Najbliższy posterunek znajdował się w Campo Tures, jakieś trzydzieści kilometrów od Kreuzwirtu. Trwało wieczność, zanim karabinierzy dotarli na miejsce, ale Horst nie pomyślał nawet, by zostawić Erikę samą na torfowisku. Myśl, że przemoczone ubranie może go doprowadzić do śmierci z hipotermii, nawet nie przeszła mu przez głowę. Został na miejscu, obejmując się ramionami, dzwoniąc zębami i chodząc w tę i z powrotem, patrząc na twarz dziewczyny, jej włosy rozrzucone na błocku i pytając się, dlaczego, dlaczego, do diabła, dlaczego taka dziewczyna, dlaczego…
Karabinierzy przyjechali pół godziny później. Mieli latarki i mnóstwo pytań.
Choć Maturaball oficjalnie zakończył się około pierwszej w nocy wraz z Love Hurts w wykonaniu Nazareth (co pozwoliło parom migdalić się bez zażenowania w lekkiej mżawce, która właśnie zaczęła padać na Kreuzwirt w tej samej chwili, gdy koguty furgonetek karabinierów oświetliły główną ulicę miejscowości), na ulicach wciąż było sporo młodzieży.

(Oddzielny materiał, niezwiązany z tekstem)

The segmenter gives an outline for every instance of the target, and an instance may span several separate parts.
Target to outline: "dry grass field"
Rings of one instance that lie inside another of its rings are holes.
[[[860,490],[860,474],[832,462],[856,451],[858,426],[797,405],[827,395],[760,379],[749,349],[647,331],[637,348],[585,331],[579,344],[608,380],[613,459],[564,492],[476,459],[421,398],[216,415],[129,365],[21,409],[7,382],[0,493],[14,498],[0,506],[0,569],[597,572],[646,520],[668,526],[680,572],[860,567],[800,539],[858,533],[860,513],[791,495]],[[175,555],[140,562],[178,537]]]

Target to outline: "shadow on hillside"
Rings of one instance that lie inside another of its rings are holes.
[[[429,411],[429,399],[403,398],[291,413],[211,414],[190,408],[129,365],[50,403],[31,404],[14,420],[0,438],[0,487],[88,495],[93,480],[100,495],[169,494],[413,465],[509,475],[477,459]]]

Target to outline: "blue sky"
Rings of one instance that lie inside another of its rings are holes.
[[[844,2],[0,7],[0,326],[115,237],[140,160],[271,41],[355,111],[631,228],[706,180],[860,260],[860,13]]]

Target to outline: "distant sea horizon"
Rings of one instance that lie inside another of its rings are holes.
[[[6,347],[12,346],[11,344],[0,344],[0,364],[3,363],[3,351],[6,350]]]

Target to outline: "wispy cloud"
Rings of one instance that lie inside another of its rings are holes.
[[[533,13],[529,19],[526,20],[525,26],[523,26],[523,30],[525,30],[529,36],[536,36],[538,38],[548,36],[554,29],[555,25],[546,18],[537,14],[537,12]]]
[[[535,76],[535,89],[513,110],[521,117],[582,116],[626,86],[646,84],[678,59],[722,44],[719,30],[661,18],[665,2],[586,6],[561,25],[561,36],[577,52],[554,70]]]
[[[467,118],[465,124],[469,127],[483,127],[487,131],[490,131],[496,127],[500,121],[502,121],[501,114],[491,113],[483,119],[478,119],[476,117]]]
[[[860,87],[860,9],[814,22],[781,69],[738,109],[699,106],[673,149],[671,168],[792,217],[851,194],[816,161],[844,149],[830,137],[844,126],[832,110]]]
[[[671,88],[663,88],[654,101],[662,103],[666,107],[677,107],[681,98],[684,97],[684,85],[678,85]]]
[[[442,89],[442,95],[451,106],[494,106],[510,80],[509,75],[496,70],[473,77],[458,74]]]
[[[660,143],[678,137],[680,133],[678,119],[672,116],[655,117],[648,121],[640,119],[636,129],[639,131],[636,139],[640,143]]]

Wiadomość rozeszła się błyskawicznie. Pomylona Erika nie żyje.
***
Potem pojawili się dziennikarze.
Sib spojrzała na niego w skupieniu swoimi wielkimi niebieskimi oczami, postukała palcem w fotografię, na której uśmiechał się przy zwłokach Eriki, i założyła ręce na piersiach.
Teraz jego kolej. Tony westchnął. Właśnie dlatego wyciągnął z garażu mustanga. Po co zwlekać?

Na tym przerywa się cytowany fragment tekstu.